Bitcoin has been making lower highs and higher lows throughout this week as a descending wedge on lower timeframes sees volatility ebb.

Such a situation cannot last forever, and for Decentrader’s Filbfilb, it has a matter of days left to run.

“We continue to trade intra day, low timeframes, with an eye on legacy markets and general developments in Ukraine to ensure we have a foot in the market and are ready to pull the trigger in either direction when the time comes, which is fast approaching and somewhat unclear as to the outcome at the moment due to the current environment but look forward to a more sustained move,” the update summarized.

The assessment mimics that of Filbfilb’s note to Telegram channel subscribers earlier on March 18, which nonetheless foresees potential lower levels over the weekend — specifically, a return below $40,000 toward support around $37,500.

“The bigger move is coming… next week, I would think we will see some action,” it reads.

“Each of the last three weekends have seen Bitcoin find its way into the demand area, but pump weaker in the following week so I don’t think it’s unreasonable to expect something similar again this week… price currently being supported by the 50 DMA but we need to see weekly closes above that as I have mentioned previously.”

Bitcoin’s 50-day moving average, as mentioned, currently sits at around $40,330 on Bitstamp, data from Cointelegraph Markets Pro and TradingView shows.

BTC/USD 1-day candle chart (Bitstamp) with 50DMA. Source: TradingView

Macro picture mimics decades-old conundrum

Concerns that a macro trigger could spell more significant pressure for Bitcoin meanwhile are by no means confined to trading circles.

Related: ETH derivatives show pro traders are worried about Ethereum’s $2.5K support

As Cointelegraph reported on March 17, there is a pervading sense that the coming mid-term range could be one of significant volatility skewed to the downside.

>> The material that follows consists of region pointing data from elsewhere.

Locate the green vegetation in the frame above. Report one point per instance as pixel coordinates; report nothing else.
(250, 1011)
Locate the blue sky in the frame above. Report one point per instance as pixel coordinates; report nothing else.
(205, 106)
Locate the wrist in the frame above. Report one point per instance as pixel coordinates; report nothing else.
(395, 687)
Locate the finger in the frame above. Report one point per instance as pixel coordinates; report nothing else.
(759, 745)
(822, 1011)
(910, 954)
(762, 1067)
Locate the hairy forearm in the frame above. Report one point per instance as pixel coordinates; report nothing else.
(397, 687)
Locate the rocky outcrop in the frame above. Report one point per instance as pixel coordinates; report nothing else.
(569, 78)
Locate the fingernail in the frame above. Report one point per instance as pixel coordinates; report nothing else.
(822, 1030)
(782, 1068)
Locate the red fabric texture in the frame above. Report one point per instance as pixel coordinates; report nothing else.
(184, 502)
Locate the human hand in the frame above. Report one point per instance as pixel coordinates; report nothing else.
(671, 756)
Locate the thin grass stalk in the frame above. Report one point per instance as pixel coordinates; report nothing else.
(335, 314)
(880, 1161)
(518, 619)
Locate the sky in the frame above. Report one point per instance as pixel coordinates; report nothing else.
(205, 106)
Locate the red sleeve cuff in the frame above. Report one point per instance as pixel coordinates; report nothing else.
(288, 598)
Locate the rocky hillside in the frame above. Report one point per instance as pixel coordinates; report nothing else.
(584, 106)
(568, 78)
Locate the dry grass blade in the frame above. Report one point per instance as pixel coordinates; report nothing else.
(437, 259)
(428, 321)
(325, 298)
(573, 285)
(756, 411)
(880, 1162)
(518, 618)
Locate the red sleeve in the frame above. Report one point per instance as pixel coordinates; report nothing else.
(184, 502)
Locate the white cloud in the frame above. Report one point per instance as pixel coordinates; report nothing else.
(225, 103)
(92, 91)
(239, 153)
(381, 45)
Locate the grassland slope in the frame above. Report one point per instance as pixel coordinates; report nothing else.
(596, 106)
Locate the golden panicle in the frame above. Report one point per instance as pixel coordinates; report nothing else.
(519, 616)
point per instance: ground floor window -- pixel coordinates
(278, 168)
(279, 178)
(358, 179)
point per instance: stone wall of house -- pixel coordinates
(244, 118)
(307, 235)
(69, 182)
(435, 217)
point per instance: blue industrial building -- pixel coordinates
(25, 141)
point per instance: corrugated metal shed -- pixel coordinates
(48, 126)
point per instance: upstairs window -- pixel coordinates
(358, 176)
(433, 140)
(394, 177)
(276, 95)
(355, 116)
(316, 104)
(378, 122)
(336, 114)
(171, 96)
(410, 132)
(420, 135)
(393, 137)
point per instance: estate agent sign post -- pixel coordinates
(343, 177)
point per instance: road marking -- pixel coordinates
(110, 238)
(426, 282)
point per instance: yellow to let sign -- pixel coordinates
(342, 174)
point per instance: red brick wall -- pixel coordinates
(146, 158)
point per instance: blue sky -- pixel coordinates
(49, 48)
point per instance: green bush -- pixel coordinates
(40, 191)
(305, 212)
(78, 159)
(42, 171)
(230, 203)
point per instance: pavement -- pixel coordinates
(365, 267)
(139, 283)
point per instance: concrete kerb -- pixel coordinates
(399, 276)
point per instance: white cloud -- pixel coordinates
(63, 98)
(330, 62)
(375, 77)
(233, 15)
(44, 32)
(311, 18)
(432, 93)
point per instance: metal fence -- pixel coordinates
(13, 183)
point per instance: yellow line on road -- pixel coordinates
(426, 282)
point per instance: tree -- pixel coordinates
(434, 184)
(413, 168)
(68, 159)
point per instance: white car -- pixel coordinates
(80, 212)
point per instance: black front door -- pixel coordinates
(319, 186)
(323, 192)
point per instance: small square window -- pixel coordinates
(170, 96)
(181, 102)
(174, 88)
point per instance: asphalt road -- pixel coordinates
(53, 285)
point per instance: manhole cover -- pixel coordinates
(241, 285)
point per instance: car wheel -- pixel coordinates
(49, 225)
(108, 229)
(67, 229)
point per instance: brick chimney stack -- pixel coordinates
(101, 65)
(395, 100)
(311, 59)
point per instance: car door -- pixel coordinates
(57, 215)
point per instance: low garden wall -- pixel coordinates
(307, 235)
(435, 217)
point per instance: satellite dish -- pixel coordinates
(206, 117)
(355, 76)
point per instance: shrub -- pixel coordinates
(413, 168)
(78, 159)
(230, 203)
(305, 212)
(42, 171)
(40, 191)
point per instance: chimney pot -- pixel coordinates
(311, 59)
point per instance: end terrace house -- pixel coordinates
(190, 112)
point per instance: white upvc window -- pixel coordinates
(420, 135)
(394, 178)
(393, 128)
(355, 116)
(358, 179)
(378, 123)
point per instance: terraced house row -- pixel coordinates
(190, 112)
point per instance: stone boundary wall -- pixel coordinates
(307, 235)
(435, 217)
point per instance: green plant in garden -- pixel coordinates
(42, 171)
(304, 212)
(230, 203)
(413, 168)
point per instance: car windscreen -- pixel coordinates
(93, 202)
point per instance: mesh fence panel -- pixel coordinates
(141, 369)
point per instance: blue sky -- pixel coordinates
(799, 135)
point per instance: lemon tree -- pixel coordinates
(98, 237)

This would come thanks to inflationary pressures, reactions to the ongoing Ukraine-Russia conflict and a growing desire to exit reliance on the U.S. dollar, euro and other Western currencies.

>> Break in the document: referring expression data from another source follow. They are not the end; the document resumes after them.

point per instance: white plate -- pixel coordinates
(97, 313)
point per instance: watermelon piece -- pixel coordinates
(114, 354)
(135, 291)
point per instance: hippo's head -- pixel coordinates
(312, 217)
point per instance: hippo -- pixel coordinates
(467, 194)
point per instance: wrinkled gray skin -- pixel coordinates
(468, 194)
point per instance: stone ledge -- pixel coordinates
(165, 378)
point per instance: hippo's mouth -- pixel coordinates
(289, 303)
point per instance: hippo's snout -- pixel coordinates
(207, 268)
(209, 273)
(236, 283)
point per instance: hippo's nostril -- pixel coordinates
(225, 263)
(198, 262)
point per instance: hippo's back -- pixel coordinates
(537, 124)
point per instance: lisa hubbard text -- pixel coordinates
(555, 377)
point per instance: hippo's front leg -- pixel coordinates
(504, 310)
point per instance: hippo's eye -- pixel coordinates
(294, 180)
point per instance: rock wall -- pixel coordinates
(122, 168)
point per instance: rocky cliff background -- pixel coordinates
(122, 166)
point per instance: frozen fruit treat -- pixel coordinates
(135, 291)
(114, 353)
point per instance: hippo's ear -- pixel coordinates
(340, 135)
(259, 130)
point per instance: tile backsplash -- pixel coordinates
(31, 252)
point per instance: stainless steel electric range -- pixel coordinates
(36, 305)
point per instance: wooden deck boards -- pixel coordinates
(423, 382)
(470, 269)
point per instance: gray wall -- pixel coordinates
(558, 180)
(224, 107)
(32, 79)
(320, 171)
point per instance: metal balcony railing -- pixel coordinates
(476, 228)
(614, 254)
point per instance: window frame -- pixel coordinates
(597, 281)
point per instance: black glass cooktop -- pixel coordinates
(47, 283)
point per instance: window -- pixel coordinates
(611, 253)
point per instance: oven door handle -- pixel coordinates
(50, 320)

Further out, analysts argue, Bitcoin could still come out on top alongside gold, but the process will likely be painful.

Filbfilb likewise hinted at the setup showing its colors going forward.

“Price action is showing some strength for Bitcoin, alongside negative funding and general negative sentiment, however, rate rises by the Fed and planned tapering will continue to cause liquidity issues for Bitcoin, at least in the short term, which is yet to be recognized as the inflation-busting asset which it aspires to be,” the update explains.

“This is something that is likely to take some time to play out, with less liquidity for big players and retail investors/traders facing a squeeze on their disposable income at the same time, something which hasn’t been seen in decades.”